PA 11-223—sSB 361

Labor and Public Employees Committee

Appropriations Committee

AN ACT PREVENTING THE USE OF CREDIT SCORES BY CERTAIN EMPLOYERS IN HIRING DECISIONS

SUMMARY: This act prohibits employers and their agents, representatives, or designees from requiring an employee's or prospective employee's consent to a request for a credit report as a condition of employment. The prohibition does not apply when the:

1. employer is a financial institution,

2. employer reasonably believes the employee committed a violation of the law related to the employee's job,

3. report is required by law, or

4. report is substantially related to the employee's current or potential job or the employer has a bona fide reason to request or use information in the report that is substantially job-related and is disclosed to the employee or applicant in writing.

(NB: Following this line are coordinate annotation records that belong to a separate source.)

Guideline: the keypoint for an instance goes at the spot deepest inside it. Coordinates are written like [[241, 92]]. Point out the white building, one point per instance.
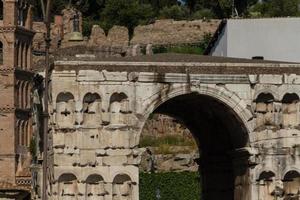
[[275, 39]]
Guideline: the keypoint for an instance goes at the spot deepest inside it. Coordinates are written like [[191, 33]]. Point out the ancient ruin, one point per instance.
[[17, 85], [243, 114]]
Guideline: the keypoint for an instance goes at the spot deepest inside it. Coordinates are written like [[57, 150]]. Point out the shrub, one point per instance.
[[172, 186], [174, 12]]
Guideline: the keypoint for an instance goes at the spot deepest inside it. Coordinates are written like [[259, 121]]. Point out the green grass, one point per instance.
[[172, 186], [171, 140], [184, 49], [165, 144]]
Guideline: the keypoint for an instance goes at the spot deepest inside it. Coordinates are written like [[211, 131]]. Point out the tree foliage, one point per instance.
[[170, 186], [127, 13], [131, 13]]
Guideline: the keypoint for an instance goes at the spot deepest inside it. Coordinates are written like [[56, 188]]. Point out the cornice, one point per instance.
[[17, 29], [7, 110]]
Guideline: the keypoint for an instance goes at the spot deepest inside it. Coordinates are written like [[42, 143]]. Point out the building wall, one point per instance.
[[15, 106], [221, 46], [99, 135], [274, 38]]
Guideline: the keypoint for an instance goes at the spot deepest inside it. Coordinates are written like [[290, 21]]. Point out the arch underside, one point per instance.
[[219, 134]]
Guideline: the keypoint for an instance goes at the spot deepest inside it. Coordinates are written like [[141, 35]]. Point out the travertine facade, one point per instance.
[[16, 86], [244, 115]]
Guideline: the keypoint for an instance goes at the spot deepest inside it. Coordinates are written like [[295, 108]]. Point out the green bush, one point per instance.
[[172, 186], [174, 12], [172, 140]]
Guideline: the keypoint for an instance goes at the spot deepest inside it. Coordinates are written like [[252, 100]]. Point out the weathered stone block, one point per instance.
[[114, 160]]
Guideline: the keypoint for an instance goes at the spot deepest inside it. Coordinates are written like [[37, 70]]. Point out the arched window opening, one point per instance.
[[290, 110], [65, 108], [67, 186], [25, 57], [1, 52], [291, 182], [22, 56], [1, 10], [264, 110], [266, 185], [91, 110], [119, 108], [95, 186], [122, 187]]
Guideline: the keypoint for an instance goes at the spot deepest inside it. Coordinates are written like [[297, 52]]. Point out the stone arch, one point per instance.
[[122, 187], [290, 110], [18, 131], [19, 49], [266, 175], [22, 55], [67, 186], [118, 108], [26, 95], [20, 96], [1, 10], [1, 52], [95, 187], [223, 95], [17, 101], [209, 112], [28, 56], [25, 52], [92, 109], [273, 90], [65, 108], [266, 184]]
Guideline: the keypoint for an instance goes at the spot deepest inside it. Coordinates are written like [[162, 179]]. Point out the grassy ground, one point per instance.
[[169, 144], [170, 186]]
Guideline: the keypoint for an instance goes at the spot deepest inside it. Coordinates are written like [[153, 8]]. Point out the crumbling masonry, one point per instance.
[[244, 115]]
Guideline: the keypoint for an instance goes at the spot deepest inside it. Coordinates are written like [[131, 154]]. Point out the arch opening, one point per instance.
[[220, 136]]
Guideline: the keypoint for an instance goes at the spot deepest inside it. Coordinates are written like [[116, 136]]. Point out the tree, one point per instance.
[[174, 12], [127, 13], [276, 8]]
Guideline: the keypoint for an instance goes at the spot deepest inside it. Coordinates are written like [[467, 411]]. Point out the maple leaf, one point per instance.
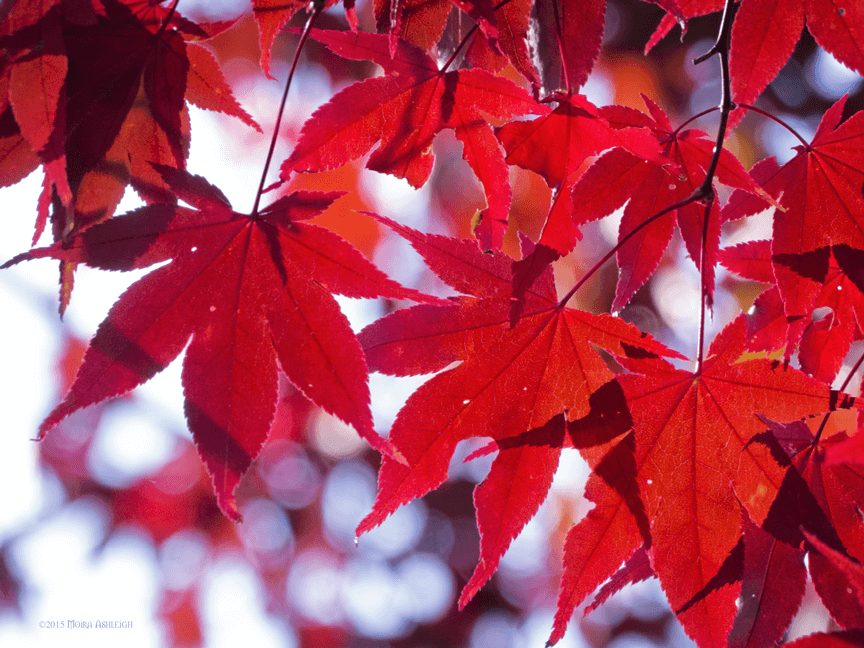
[[609, 535], [509, 381], [765, 32], [823, 343], [820, 191], [651, 187], [569, 37], [772, 587], [556, 146], [404, 110], [697, 459], [820, 502], [250, 292]]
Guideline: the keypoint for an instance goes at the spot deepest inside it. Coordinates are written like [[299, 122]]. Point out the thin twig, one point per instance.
[[317, 8]]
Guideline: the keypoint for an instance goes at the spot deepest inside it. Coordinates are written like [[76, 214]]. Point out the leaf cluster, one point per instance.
[[717, 474]]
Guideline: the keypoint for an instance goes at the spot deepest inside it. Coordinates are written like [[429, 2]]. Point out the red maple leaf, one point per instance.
[[820, 502], [404, 110], [825, 342], [697, 459], [820, 193], [510, 381], [251, 292], [765, 32], [652, 186]]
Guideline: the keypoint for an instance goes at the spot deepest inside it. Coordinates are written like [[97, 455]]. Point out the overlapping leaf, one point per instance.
[[820, 191], [652, 186], [509, 381], [765, 33], [825, 342], [251, 292], [404, 110], [697, 459]]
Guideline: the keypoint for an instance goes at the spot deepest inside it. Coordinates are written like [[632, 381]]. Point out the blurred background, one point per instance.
[[112, 516]]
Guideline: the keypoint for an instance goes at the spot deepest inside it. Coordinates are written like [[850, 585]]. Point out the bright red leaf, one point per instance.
[[697, 459], [250, 292], [509, 381], [404, 110]]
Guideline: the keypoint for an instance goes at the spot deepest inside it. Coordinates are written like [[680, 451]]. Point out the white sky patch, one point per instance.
[[829, 77]]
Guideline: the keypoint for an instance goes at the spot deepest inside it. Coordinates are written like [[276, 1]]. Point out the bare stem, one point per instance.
[[467, 37], [704, 288], [559, 32], [681, 203], [168, 18], [317, 8], [776, 119], [842, 388], [706, 190]]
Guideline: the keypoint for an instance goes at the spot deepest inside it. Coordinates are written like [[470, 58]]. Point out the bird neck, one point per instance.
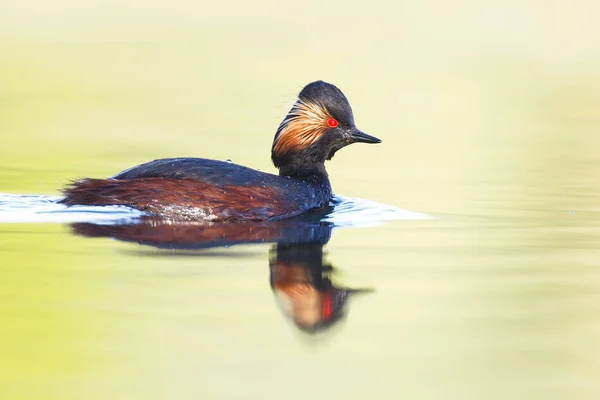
[[314, 174]]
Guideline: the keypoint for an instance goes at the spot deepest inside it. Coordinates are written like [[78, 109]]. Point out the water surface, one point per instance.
[[488, 112]]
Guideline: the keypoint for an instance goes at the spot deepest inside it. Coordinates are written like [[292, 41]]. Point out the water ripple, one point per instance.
[[16, 208]]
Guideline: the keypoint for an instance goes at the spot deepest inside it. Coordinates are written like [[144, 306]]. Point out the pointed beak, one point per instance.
[[358, 136]]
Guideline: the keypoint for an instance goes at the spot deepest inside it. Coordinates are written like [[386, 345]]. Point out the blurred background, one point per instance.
[[488, 112]]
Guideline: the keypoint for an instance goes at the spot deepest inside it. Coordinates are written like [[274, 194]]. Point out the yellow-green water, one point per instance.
[[489, 117]]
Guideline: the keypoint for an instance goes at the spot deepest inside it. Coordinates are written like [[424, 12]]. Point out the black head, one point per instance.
[[319, 124]]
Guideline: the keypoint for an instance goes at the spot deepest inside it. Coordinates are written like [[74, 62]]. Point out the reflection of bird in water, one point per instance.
[[298, 274], [300, 280]]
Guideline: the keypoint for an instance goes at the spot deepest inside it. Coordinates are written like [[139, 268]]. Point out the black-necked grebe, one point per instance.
[[197, 189]]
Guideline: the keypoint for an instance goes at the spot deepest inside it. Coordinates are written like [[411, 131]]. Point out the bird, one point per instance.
[[319, 123]]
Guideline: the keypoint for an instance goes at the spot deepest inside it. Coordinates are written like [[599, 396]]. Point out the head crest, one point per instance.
[[303, 126]]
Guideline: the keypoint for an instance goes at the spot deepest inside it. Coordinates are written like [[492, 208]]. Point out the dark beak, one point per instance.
[[358, 136]]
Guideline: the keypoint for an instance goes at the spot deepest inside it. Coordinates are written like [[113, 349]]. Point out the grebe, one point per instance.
[[197, 189]]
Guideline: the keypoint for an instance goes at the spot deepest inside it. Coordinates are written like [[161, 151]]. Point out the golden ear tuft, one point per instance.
[[302, 127]]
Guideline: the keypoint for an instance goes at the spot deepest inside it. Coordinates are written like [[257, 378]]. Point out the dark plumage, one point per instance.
[[197, 189]]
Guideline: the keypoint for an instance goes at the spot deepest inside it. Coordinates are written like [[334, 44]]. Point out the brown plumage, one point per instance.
[[184, 199], [196, 189]]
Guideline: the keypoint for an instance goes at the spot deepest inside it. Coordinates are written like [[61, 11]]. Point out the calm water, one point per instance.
[[488, 112]]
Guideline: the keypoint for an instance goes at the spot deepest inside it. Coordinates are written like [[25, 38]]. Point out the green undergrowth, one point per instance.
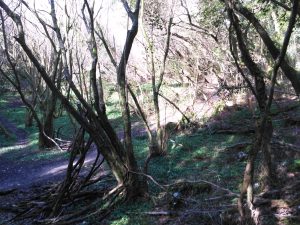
[[194, 157], [47, 155]]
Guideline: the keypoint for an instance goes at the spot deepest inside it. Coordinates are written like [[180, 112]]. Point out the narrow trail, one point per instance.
[[19, 169]]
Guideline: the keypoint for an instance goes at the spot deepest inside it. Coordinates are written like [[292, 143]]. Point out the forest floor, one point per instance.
[[210, 157]]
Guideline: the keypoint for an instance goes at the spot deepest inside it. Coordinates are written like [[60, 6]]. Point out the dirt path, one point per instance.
[[19, 169]]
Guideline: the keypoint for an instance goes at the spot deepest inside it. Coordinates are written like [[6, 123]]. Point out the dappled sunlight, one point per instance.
[[62, 167], [7, 149]]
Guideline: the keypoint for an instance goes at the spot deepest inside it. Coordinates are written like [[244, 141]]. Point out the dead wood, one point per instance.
[[238, 146], [7, 192]]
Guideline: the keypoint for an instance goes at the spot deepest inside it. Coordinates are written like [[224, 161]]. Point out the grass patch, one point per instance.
[[46, 155]]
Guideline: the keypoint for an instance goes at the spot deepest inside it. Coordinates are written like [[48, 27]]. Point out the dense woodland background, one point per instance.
[[150, 112]]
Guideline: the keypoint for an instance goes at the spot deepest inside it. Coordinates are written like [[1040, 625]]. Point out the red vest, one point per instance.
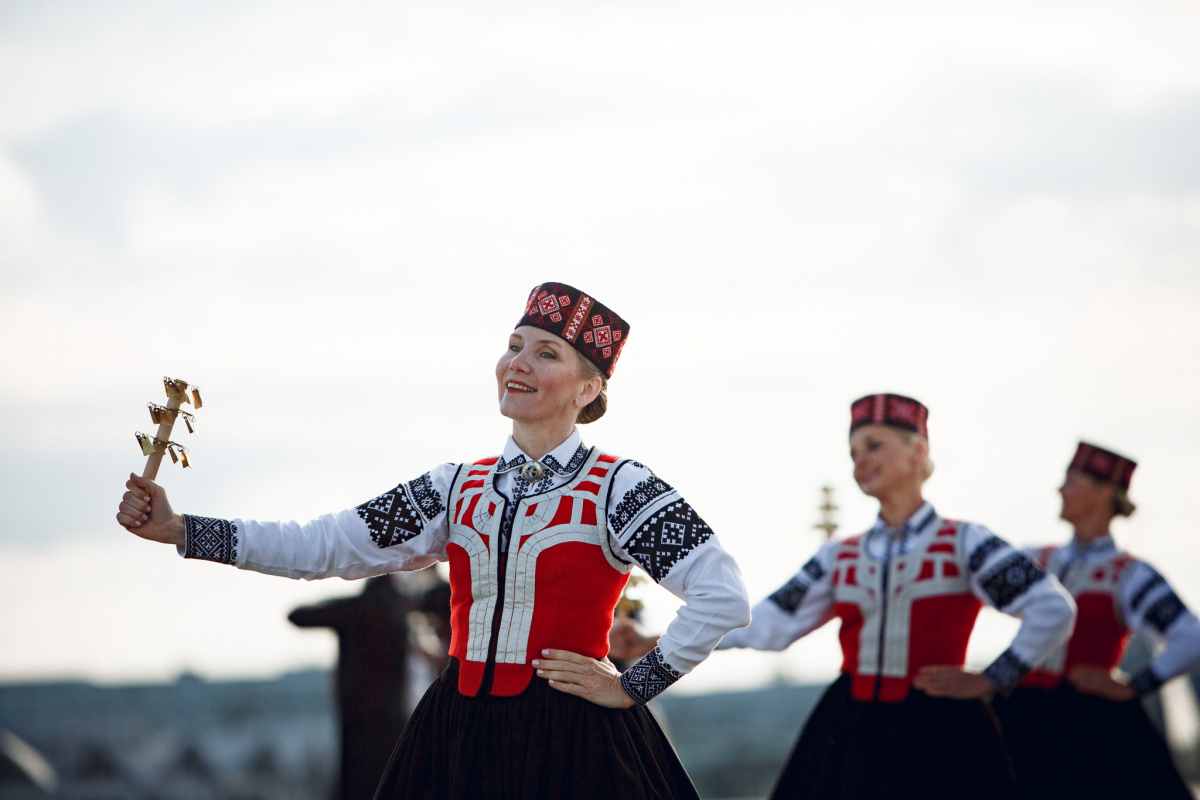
[[917, 609], [1101, 635], [555, 587]]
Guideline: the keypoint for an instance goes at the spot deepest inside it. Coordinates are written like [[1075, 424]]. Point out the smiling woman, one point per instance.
[[540, 542]]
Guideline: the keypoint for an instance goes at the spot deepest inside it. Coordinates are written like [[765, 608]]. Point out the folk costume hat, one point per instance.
[[893, 410], [583, 322], [1103, 464]]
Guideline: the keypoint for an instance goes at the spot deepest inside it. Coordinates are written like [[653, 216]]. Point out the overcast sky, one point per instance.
[[328, 216]]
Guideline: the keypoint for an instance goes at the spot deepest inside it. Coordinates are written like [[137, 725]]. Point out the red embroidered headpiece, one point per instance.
[[894, 410], [1103, 464], [587, 324]]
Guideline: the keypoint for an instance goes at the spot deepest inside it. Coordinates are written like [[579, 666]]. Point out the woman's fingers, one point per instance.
[[561, 666], [135, 501], [133, 511], [569, 689]]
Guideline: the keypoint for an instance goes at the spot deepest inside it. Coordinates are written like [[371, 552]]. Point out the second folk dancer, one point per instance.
[[905, 720]]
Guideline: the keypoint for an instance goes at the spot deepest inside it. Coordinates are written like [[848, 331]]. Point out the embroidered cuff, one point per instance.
[[646, 680], [1145, 681], [210, 539], [1006, 672]]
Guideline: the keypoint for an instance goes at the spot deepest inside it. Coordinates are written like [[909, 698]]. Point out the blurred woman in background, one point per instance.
[[1074, 727], [906, 720]]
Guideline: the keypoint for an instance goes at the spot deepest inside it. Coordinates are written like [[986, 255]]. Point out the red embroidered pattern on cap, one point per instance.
[[1103, 464], [894, 410], [588, 325]]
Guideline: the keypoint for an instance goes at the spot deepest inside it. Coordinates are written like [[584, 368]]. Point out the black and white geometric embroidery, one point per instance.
[[210, 539], [402, 513], [1140, 595], [791, 595], [1006, 672], [502, 465], [813, 569], [425, 495], [647, 679], [635, 501], [576, 461], [667, 537], [1165, 611], [987, 547], [1011, 579], [1145, 681]]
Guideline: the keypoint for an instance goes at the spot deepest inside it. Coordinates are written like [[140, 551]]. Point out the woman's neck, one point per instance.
[[897, 509], [1089, 530], [537, 439]]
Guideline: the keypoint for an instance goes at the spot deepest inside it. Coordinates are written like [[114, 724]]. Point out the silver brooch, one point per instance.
[[533, 471]]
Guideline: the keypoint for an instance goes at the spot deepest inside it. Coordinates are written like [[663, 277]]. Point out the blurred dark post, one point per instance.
[[372, 678]]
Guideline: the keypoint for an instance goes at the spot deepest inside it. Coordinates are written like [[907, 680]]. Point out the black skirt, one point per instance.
[[1066, 744], [539, 745], [921, 747]]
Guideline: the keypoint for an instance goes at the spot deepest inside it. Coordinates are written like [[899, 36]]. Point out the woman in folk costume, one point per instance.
[[1075, 729], [905, 720], [540, 541]]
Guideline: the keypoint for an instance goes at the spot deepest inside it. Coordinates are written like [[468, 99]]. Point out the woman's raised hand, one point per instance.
[[592, 679], [145, 511]]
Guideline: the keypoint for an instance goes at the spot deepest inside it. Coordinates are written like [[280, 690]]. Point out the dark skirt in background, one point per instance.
[[1066, 744], [921, 747], [538, 745]]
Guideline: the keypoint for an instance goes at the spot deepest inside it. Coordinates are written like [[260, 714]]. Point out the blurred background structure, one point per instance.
[[328, 216]]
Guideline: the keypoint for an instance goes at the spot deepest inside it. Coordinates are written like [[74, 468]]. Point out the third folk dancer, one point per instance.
[[1074, 728], [905, 720]]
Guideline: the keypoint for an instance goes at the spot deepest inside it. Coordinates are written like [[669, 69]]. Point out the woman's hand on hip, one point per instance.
[[145, 511], [593, 679], [1101, 683], [955, 683]]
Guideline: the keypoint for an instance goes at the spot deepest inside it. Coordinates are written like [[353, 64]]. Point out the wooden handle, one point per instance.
[[168, 422]]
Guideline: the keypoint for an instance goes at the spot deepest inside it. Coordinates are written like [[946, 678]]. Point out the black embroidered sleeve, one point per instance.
[[210, 539], [987, 547], [1139, 596], [1165, 611], [666, 537], [649, 677], [635, 501], [1145, 681], [1011, 579], [791, 595], [402, 513], [1006, 672]]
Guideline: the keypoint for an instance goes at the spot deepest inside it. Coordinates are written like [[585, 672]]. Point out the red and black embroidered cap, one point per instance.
[[587, 324], [1103, 464], [894, 410]]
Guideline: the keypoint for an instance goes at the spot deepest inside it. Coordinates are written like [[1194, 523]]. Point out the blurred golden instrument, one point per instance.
[[828, 521]]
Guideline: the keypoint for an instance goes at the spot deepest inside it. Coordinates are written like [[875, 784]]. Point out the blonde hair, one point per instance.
[[597, 408]]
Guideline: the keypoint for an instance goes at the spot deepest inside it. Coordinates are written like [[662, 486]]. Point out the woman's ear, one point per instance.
[[591, 391]]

The act allows an employee or prospective employee to file a complaint about a violation of the act with the labor commissioner. The commissioner must conduct an investigation and make findings within 30 days. If the findings warrant, the commissioner must hold a hearing. Violators face a $300 civil penalty for each violation. At the request of the labor commissioner, the attorney general must initiate a civil lawsuit to recover the penalties. Any amount recovered goes to the General Fund.

EFFECTIVE DATE: October 1, 2011

CREDIT REPORT

Under the act, a credit report contains information about the employee's credit score, credit account balances, payment history, or savings or checking account numbers and balances.

EMPLOYERS

The act applies to any employer engaged in business with at least one employee, including the state or a political subdivision. But the act does not apply to financial institutions, which it defines as an entity or affiliate of a state bank and trust company; national banking association; state or federally chartered savings bank, savings and loan association, or credit union; insurance company; investment advisor; broker-dealer; or entity registered with the federal Securities and Exchange Commission.

SUBSTANTIALLY RELATED

Under the act, information in a credit report is “substantially related to the employee's current or potential job” when the position:

1. is a managerial position that involves setting the direction or control of a business, division, unit, or agency of a business;

2. involves access to customers', employees', or the employer's personal or financial information other than customary retail transaction information;

3. involves a fiduciary responsibility to the employer, including authority to make payments, collect debts, transfer money, or enter into contracts;

4. provides an expense account or corporate debit or credit card;

5. provides access to confidential or proprietary business information;

6. provides access to information (such as a formula, pattern, compilation, program, device, method, technique, process, or trade secret) which has actual or potential independent economic value because it is not generally known or readily ascertainable by proper means by others who could obtain economic value from the information and there are reasonable efforts under the circumstances to keep the information secret; or

7. involves access to the employer's nonfinancial assets of at least $2,005 in value, including museum and library collections and prescription drugs and pharmaceuticals.

BACKGROUND

Federal Fair Credit Reporting Act (FCRA)

FCRA contains a number of requirements regarding the accuracy, fairness, and privacy of information in the files of consumer reporting agencies (CRA). It allows CRAs to issue “consumer reports” in a number of circumstances, but contains special provisions for situations where the consumer or prospective employee does not initiate the transaction (i. e. , for employment background screening). Among other things, FCRA prohibits an agency from furnishing a consumer report, which may include credit information, about a job candidate or employee without getting the person's permission. If the employer or prospective employer decides to use information in the consumer report to deny a job application, refuse to promote an employee, or take any other “adverse action,” the employer must give the job candidate or employee a copy of the consumer report and a summary of the person's rights under FCRA before taking the action.